8月13日は、ドイツ人にとって忘れられない日です。1961年、つまり46年前のこの日に、旧東ドイツ政府がいわゆる「ベルリンの壁」を建設し始めたからです。ドイツを東西に分断したこの壁によって、多くの家族が別れ別れになりました。建国間もない東ドイツでは、社会主義政権に不満を持った市民たちが、車や徒歩で続々と西ドイツに移住しました。東ドイツ政府は、この「民族の大移動」に歯止めをかけるために壁を作ったのです。
私も1980年に、ベルリンの町を横切るみにくい灰色の石壁を見ました。そしてチェックポイント・チャーリーという検問所を通過して東ベルリンへ行き、東西冷戦の厳しい現実を、肌で感じました。もともと1つの国だった東西ドイツを壁で実際に分断し、市民がお互いに行き来できなくするという徹底した態度にも、ドイツ的な頑固さ、執念を感じました。
さてドイツでは、8月13日直前に1枚の文書が大きな注目を集めました。
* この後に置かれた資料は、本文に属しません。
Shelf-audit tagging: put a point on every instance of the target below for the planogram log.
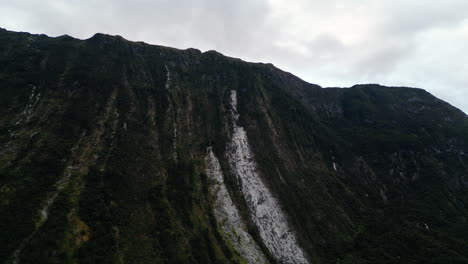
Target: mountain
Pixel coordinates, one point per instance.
(114, 151)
連邦政府のシュタージ(国家保安省)文書管理局は、社会主義時代の秘密警察が作成した大量の文書を保管しています。今回公にされたのは、文書管理局がマグデブルクで見つけた命令書です。この文書は国境警備部隊、特にその中に潜入していたシュタージ要員に対して、「国境を超えて西側に逃亡しようとする東ドイツ市民については、たとえ妻や子どもを連れていても、ためらうことなく発砲せよ」と 命令していました。
東ドイツ政府が、逃亡者を防ぐために武器を使用するよう命じていたことは、これまでも知られていました。また、この文書の存在についても、すでに研究者が指摘したことがあります。つまりこの文書そのものは新しいものではありません。
しかし、シュタージが女性や子どもに対しても、発砲するよう文書で命じていたことは、東ドイツ政府の冷酷さを改めて浮き彫りにするものです。1961年からの27年間に、国境を超えようとして射殺された東ドイツ市民の数は、1245人に上ります。ベルリンだけでも133人が犠牲になっています。自分の国を不法に去ろうとしただけで射殺されるというのは、やはり人道に反する国と言わざるを得ません。
私は壁が開かれた1989年直前にベルリンで逃亡を試み、射殺された青年の母親、カリン・ゲフロイさんにインタビューしたことがあります。彼女の無念な表情、そして東ドイツ政府に対してぶちまけた強い怒りの言葉は、今も忘れられません。
逃げる市民に弾が当たらないように、わざと狙いを外した国境警備兵は、厳しく処罰されました。これに対し、発砲によって逃亡を防いだ兵士は勲章や特別休暇を与えられました。映画「善き人のためのソナタ」でシュタージの将校を演じた故ウルリヒ・ミューエ氏も国境警備兵だったことがあります。彼は「自分の担当する地区で逃亡者が出たら、発砲しなくてはならない」という心理的なストレスのために、ひどい胃潰瘍を患い、今年胃がんで死亡する遠因となりました。
壁崩壊後、東ドイツの首相を務めたこともあるエゴン・クレンツ氏は、いまだに「逃亡者への発砲命令はなかった」と主張していますが、そうした傲慢 さは多くの犠牲者と遺族を侮辱するものではないでしょうか。